Scrolling Figures & GUIs
Ameya's pick this week is Scrollsubplot by Bjorn Gustavsson.
This week, it's an early post because of Thanksgiving holiday here in the U.S.
Hello MATLAB fans! My name is Ameya and I'm a colleague of Jiro and Brett at MathWorks. I primarily support MATLAB users in financial services but I'm personally very interested in tool building, visualization and GUIs. This is my first pick as a guest on this blog so I hope you enjoy it.
If you are familiar with any of my submissions, you might know that I'm a big fan of generalizing built-in MATLAB functions with wrappers to offer more control or expanded functionality. My pick this week does exactly that. It extends the subplot command to create an infinite canvas of plots with a scroll bar. This can be very useful if you have many visualizations to display in a single figure window or GUI but a limited amount of screen real estate. Best of all, because it works just like subplot, you don't need to learn new syntax or modify a lot of existing code. Reviewer Telmo Amaral perhaps says it best: "This function did precisely what I needed in the easiest possible way: just had to replace all the calls to subplot with calls to scrollsubplot."
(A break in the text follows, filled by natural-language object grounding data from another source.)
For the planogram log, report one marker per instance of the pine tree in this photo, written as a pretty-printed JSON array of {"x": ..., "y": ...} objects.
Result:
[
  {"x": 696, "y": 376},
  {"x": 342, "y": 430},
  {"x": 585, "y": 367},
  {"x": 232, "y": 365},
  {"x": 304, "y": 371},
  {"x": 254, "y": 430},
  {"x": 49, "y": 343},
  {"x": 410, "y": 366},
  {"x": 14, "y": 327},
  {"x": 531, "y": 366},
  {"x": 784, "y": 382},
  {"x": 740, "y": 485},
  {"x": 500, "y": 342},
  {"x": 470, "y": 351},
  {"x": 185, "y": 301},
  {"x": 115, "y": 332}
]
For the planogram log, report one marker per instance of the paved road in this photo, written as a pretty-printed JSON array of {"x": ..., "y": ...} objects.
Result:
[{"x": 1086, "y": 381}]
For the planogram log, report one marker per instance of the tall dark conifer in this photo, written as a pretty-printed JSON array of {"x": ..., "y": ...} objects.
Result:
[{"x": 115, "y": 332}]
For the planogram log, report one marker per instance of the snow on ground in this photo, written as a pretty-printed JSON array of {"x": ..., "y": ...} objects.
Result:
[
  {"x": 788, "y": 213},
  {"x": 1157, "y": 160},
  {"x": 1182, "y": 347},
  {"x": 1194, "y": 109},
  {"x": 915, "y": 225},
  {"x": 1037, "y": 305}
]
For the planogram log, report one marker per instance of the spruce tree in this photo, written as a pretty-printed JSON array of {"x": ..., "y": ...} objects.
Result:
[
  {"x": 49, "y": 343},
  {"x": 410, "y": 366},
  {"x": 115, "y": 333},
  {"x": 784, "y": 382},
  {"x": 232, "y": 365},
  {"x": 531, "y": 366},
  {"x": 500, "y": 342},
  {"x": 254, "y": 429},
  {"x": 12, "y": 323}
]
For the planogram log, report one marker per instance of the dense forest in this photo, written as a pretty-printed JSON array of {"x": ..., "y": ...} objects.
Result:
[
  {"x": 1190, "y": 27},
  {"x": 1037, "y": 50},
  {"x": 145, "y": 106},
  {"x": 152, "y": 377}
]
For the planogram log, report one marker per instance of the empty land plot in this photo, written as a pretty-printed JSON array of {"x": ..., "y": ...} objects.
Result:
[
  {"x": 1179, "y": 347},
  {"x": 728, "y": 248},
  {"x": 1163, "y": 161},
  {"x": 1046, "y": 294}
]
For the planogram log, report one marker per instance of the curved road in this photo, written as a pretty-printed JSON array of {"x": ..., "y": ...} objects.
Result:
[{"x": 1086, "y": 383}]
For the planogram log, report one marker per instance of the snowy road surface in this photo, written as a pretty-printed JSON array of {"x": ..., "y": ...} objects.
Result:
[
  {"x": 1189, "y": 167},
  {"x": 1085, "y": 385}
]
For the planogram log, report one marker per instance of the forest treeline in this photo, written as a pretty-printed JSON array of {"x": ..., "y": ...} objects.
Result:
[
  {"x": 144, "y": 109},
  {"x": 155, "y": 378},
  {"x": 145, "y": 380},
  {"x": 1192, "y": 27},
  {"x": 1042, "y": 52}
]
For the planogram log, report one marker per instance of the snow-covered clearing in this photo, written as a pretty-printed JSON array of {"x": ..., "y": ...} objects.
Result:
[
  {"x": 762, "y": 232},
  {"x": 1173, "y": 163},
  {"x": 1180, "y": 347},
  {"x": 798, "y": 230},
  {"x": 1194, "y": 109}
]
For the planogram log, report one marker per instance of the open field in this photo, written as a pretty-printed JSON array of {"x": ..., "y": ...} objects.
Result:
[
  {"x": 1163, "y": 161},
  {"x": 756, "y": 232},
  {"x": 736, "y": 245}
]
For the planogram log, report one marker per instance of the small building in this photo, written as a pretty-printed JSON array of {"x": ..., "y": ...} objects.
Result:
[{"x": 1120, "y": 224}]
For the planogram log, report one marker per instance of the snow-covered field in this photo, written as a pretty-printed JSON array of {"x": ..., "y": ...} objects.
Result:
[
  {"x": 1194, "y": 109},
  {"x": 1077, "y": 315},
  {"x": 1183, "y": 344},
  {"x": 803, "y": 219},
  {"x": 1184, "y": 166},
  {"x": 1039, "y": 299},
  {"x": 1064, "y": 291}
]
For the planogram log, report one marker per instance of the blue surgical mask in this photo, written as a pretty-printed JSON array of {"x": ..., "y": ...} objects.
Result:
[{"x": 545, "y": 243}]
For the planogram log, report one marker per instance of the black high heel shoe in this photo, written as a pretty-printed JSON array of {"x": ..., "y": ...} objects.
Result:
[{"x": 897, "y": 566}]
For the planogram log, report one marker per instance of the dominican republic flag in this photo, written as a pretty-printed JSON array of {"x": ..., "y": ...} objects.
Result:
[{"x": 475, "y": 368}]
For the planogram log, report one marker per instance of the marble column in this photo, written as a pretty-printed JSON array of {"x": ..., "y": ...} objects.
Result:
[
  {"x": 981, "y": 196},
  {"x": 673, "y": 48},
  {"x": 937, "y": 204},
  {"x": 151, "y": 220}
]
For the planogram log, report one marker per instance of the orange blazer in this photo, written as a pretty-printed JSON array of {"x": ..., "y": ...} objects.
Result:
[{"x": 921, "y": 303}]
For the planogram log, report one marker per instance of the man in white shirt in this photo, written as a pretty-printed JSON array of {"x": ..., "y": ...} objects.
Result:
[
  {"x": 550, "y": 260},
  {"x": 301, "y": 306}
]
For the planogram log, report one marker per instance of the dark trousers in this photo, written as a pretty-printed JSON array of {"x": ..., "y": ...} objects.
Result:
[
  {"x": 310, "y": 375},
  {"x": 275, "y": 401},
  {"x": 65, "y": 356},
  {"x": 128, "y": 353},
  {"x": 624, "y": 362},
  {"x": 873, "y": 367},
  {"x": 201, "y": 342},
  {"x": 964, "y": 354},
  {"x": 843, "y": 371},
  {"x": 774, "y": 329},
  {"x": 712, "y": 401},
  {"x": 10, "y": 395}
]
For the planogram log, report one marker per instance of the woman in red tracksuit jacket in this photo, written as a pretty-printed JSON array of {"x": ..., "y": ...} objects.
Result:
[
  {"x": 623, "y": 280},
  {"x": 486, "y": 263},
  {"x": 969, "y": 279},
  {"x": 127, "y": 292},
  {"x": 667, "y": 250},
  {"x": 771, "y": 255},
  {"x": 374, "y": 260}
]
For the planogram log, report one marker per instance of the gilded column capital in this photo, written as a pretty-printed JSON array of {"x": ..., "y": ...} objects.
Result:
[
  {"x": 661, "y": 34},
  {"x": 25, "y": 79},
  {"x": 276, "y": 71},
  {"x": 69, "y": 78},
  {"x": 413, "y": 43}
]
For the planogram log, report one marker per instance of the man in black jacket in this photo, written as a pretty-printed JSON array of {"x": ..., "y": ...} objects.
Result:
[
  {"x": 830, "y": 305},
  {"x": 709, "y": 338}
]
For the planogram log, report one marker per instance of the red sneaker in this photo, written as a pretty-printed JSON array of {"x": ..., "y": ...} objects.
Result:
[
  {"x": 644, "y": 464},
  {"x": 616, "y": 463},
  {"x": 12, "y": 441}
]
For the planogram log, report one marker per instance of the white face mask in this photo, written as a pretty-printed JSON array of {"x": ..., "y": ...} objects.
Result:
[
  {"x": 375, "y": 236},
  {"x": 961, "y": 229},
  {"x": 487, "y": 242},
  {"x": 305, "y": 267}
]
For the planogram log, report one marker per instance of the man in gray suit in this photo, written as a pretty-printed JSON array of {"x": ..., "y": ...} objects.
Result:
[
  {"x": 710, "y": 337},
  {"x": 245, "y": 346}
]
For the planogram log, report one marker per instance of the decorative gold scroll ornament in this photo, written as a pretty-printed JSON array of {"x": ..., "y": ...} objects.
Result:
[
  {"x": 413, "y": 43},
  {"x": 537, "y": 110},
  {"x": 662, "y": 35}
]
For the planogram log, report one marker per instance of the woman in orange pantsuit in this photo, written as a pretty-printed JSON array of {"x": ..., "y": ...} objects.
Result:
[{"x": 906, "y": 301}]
For example, suppose we need to display 3 rows of plots on a figure but really only have enough room for 2 rows on screen at one time. We can set up just such a canvas with scrollsubplot:
% Create a standard 2-row view, similar to _subplot_ scrollsubplot(2,1,1); plot(cumsum(randn(200,10))); scrollsubplot(2,2,3); plot(rand(10,1), rand(10,1), '^'); scrollsubplot(2,2,4); hist(randn(100,1)); % Create axes outside the visible area and generate a scroll bar to bring % these axes into view scrollsubplot(2,2,5); imagesc(magic(16)); scrollsubplot(2,2,6); pie(rand(10,1));
The figure can be scrolled interactively or with the supporting scroll function. The final result looks something like the following:
Bjorn adds the convenience of using the arrow and the page up/down keys to scroll through the canvas of axes. I also like how he sets up all of the position offset constants at the beginning of his function so that one can easily customize the spacing between subplots.